Des magasins de Chinois pillés en RDC

Après la publication des résultats provisoires de l’élection présidentielle donnant Joseph Kabila vainqueur, des habitants de Matadi, chef-lieu du Bas-Congo, en RDC, ont mis à sac des magasins des Chinois en représailles à leur soutien supposé au président sortant. La ville a en effet majoritairement voté pour les candidats de l’opposition.

Syfia International

A Mvuadu, un quartier chaud de Matadi, capitale de la province du Bas Congo à l’ouest de Kinshasa, les racketteurs n’ont pas attendu la publication des résultats provisoires de l’élection présidentielle pour agir. Au soir du 8 décembre, lorsque la Commission électorale nationale indépendante (CENI) a reporté une fois de plus l’annonce des résultats, ils ont dévalisé un magasin chinois et emporté des vélos, machettes, tôles, chaussures, vêtements…

Ces jeunes gens ont en effet profité du ras-le-bol des habitants qui voulaient en finir avec la psychose causée par cette longue attente.

Pour eux, « les Chinois qui mettent en œuvrent les 5 chantiers (Programme quinquennal du gouvernement sortant pour lequel les Chinois ont beaucoup œuvré, notamment dans la réfection des routes, Ndlr) soutiennent Joseph Kabila, le président sortant ».

La situation a empiré le lendemain après l’annonce de la victoire de Joseph Kabila. Un autre magasin des Chinois a été pillé à Minkondo, un quartier populeux de Mvuzi.

Pour dissuader les pilleurs, la police s’est déployée dans la ville tirant en l’air. Beaucoup de jeunes ont été appréhendés par la police. Malgré cela, ils continuent à constituer une menace. « Attendez, vous n’avez encore rien vu », lançait un vendeur ambulant. Depuis, les magasins tenus par des Chinois ont été mis sous surveillance policière.
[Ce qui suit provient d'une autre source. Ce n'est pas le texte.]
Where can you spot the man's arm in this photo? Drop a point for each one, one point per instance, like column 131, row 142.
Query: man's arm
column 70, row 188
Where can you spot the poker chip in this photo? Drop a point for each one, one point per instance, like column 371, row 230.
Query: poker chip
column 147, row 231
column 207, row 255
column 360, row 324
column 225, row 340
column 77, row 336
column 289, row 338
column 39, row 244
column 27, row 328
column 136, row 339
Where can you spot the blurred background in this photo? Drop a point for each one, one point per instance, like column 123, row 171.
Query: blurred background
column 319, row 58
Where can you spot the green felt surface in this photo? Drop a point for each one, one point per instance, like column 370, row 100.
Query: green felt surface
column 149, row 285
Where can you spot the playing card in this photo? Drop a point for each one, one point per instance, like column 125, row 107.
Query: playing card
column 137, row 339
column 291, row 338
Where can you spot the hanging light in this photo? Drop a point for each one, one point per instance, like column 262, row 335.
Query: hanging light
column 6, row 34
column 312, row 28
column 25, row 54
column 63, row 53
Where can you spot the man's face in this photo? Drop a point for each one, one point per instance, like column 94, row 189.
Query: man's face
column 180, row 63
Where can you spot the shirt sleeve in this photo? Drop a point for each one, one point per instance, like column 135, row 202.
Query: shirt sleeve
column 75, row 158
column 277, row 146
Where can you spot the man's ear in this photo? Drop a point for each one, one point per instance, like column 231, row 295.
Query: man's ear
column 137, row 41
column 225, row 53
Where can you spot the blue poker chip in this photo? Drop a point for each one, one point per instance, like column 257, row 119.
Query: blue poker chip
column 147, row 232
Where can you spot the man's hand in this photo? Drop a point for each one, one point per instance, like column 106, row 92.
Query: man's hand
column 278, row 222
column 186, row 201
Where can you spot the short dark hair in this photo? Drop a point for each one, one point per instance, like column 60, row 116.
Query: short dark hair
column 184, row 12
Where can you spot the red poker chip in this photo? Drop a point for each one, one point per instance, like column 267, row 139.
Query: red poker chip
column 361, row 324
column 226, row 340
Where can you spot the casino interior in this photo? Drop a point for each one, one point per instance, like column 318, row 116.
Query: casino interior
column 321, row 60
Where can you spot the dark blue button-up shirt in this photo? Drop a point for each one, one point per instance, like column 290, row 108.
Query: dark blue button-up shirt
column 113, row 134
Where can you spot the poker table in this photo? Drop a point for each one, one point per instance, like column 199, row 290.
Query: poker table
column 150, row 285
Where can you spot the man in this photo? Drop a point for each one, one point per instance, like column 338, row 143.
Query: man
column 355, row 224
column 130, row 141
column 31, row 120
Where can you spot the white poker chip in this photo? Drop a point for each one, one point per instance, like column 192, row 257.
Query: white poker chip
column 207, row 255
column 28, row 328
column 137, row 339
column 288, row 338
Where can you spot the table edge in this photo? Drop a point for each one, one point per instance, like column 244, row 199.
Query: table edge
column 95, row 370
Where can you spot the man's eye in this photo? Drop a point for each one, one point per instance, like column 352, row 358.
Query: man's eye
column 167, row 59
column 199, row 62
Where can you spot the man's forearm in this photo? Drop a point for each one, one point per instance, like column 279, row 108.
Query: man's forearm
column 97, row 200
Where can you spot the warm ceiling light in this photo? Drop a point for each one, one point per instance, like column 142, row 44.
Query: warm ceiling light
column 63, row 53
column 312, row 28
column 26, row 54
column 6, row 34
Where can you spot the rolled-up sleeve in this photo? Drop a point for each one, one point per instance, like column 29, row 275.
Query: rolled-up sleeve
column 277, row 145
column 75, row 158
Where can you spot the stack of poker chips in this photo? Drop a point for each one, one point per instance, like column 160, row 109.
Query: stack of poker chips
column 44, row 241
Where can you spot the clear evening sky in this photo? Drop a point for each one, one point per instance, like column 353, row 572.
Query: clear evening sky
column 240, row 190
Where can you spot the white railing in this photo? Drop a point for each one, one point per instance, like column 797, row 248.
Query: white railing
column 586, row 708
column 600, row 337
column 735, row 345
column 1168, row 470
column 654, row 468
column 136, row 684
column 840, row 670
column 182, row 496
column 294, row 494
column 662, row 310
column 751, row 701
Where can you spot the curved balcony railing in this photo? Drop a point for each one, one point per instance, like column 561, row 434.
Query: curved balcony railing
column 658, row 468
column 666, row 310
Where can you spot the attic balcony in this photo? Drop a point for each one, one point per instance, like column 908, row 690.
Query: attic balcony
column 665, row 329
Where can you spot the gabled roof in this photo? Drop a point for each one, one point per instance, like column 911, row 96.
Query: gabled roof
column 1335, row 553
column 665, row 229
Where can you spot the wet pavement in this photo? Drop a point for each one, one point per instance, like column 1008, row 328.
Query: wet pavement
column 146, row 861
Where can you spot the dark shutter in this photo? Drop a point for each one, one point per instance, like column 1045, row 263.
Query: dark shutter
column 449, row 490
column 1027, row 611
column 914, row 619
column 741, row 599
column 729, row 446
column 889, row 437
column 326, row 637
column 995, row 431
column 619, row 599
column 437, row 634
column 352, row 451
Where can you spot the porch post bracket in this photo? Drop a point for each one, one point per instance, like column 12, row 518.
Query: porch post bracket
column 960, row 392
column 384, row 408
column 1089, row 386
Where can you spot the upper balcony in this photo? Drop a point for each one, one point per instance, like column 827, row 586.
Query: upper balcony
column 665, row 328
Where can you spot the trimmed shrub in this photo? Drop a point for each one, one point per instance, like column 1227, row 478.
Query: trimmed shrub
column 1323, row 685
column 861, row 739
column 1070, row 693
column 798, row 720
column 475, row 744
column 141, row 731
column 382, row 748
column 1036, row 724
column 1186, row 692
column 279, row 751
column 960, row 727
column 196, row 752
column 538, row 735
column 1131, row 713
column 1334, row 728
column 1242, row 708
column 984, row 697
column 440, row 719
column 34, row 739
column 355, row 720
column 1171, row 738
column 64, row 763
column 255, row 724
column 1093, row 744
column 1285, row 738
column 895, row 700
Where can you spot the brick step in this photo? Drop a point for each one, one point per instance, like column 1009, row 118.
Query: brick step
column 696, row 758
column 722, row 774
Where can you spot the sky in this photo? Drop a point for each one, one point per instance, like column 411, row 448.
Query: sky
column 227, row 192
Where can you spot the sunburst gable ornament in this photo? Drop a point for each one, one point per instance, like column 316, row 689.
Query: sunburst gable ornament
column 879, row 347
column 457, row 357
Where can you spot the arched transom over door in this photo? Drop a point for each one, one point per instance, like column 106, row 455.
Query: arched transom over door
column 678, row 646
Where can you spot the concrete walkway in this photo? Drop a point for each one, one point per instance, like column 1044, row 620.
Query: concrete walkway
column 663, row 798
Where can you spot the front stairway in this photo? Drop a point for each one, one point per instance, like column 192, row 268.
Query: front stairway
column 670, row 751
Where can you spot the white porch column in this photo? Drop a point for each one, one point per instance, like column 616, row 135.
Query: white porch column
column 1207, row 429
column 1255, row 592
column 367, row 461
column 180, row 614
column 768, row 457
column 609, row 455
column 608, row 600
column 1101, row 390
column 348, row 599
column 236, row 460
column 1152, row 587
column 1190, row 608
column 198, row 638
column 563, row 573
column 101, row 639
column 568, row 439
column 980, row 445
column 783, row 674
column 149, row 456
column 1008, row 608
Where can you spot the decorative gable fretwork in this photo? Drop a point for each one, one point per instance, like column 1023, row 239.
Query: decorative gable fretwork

L’incertitude du lendemain

Maire intérimaire de Matadi, Anne-Marie Niati promet d’être sévère : « Nous ne laisserons pas ces racketteurs narguer l’Etat. La loi sera appliquée », prévient-t-elle tout en lançant un message de paix à la population. Les commerçants chinois restent vigilants et sont inquiets. « La situation n’est pas bonne, nous avons peur », ne cesse de répéter un Chinois à ses clients au magasin King-li-shen à Kiamvu. Dans sa bouche, une seule date : le 17 décembre, date probable de la publication des résultats définitifs de l’élection présidentielle par la Cour Suprême de justice. « Qu’est-ce qui va se passer ? », s’interroge-t-il.

Outre les Chinois, les fidèles Kimbanguistes ont aussi fait les frais des manifestants à Matadi. Lors du vote, leur Eglise avait en effet reçu ou donné le mot d’ordre de voter pour Joseph Kabila. Au chef-lieu de la province du Bas-Congo où l’on a majoritairement voté pour l’opposition, le temple kimbanguiste visé est désormais gardé par des policiers et certains fidèles influents vivent en cachette. C’est le cas d’un cameraman de la Radio télévision nationale (RTNC) qui ne passe plus la nuit dans sa famille. Pour rassurer la population apeurée, Simon Mbatshi, gouverneur du Bas-Congo, a demandé aux habitants, « de garder le calme et d’éviter tout acte de vandalisme ».